The two salmon shapes are indicated in Figure 2(b) and Figure 3 (b) and the comparison of salmon fish one and salmon fish two swimming distance is shown in Figure 5. The swimming distance, velocity, torques and energy expends of salmon fish one is represented by green grids, while salmon fish two is shown using blue grids to represent it. In order to ensure the consistency of the simulation, for the first and second fish, simulation time is set the same (20 s) and the tail beat frequency of two fish is also set the same (0.95 Hz). The velocity, torques and energy that fish spend during swimming are calculated and given in Figure 6, 7 and 8. The figure 8 is the animation image of the fish swimming.

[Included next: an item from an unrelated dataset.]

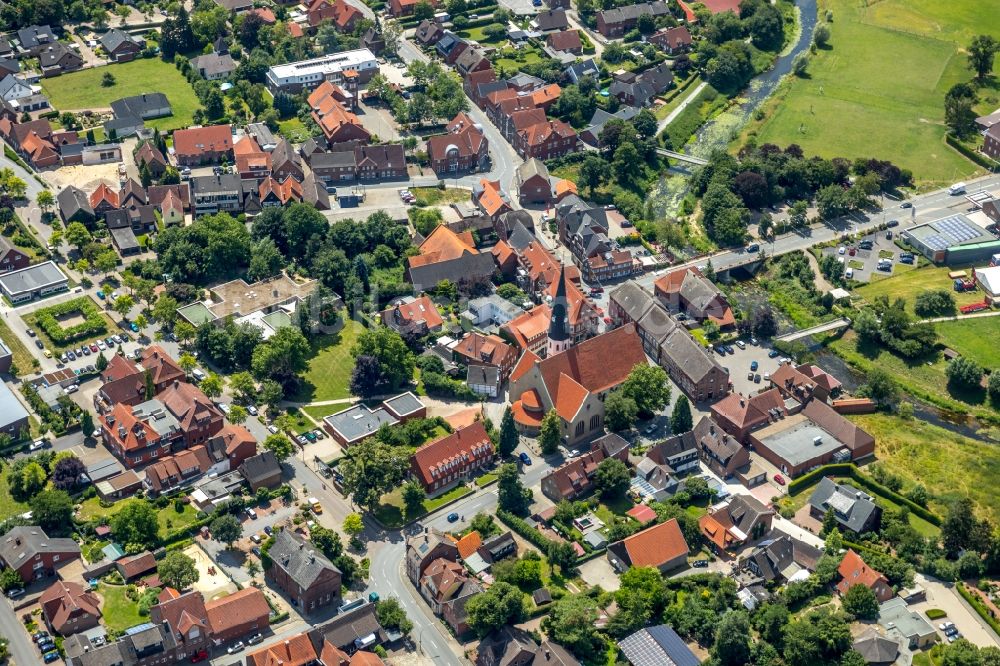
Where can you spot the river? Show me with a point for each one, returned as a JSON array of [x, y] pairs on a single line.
[[719, 131]]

It is clear from the swimming distance shown in Figure 5(a) and Figure 5(b) that the first fish swimming distances is much bigger than the second one. The values of the swimming distance of fish one and fish two are 35.02 and 14.91 cm respectively. The average swimming velocity of fish one is also bigger than the fish two with 1.750 and 0.746 cm/s respectively. The energy expending of the two fishes are 1.49×10-4 and 1.73×10-4 watt respectively. A comparison of the effect of shapes on swimming performance are shown that the shape of fish have big influence in swimming ability which is similar to the conclusion of Reid [5]. Although the second fish spend more energy than the first one, but the velocity of the second fish are lower than the first one (Figures 5-9).

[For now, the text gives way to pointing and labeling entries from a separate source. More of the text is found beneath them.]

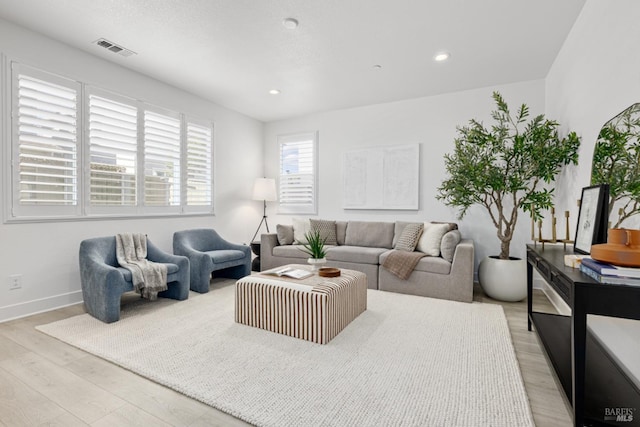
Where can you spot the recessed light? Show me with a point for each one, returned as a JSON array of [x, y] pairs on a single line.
[[290, 23], [442, 56]]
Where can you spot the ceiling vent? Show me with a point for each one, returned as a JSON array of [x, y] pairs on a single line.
[[114, 47]]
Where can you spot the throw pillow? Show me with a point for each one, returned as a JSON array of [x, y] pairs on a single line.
[[431, 238], [448, 245], [409, 237], [301, 226], [285, 234], [327, 230]]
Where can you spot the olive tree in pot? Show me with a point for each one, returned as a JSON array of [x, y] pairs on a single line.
[[504, 169]]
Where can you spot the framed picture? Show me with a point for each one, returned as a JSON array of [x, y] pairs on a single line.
[[593, 218]]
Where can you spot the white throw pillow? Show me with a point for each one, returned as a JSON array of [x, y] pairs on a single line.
[[431, 238], [301, 226]]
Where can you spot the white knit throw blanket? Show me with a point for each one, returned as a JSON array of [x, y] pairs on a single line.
[[148, 277]]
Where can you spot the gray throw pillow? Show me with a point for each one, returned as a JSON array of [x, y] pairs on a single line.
[[327, 230], [285, 234], [409, 237], [448, 244]]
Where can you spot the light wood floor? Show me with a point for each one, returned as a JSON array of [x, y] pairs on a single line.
[[46, 382]]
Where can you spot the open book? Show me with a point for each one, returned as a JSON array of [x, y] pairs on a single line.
[[294, 273]]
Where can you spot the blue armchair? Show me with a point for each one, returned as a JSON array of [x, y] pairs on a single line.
[[104, 281], [208, 252]]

The effect of tail beat frequency on swimming performance

The tail beat frequency is often used for the analysis of swimming speed and many researchers have study the relationship between fish swimming and tail beat frequency (Table 2). Here, we use the same fish shapes with salmon fish one (Figure 2b) and same swimming time (20 s) with difference frequency to check the correlation between fish swimming velocity and tail beat frequency in our model. The tail beat frequency used in our simulation is defined as 1.43 and 0.64 Hz respectively. The swimming distance, the swimming velocity, the energy expending during swimming and the fish swimming images are shown in Figure 10, 11, 12 and 13. Figure 10 shows salmon fish one swimming distance for different tail beat frequency. From Figure 10 (a) and 10 (b), it is apparent that the fish with high frequency can swim longer than low frequency and the swim velocity are also increased with the beat frequency increase. The energy cost of the two fishes is also difference in two beat frequency types. The values of the swimming distance of fish one and fish two are 49.12 and 25.84 cm respectively. The value of the mean velocity of fish with high F and low F are 2.456 and 1.292 cm/s respectively. The energy expending of the two fishes are 1.49×10-4 and 0.61×10-4 watt respectively. This result has the same trend with empirical equation made by He et al [28], Sepulveda et al [29], Ohlberger et al [30] and Li et al [31]. Comparing the results of Table 2 and the results determined by our model, it appears that until both the fish shapes and swimming types are taken into consideration, the equation can be more accuracy. At this point, our model is more reasonable and described more specifically. Basically, even we don’t have the real fish data to evaluate our model, the agreement between the results in Table 2 and model calculation gives confidence to accept the model predictions. It is important that our model is matched to the actual situation of fish swimming, so that the fish swimming velocity and energy cost can be quantify with high accuracy (Table 2) (Figures 10-13).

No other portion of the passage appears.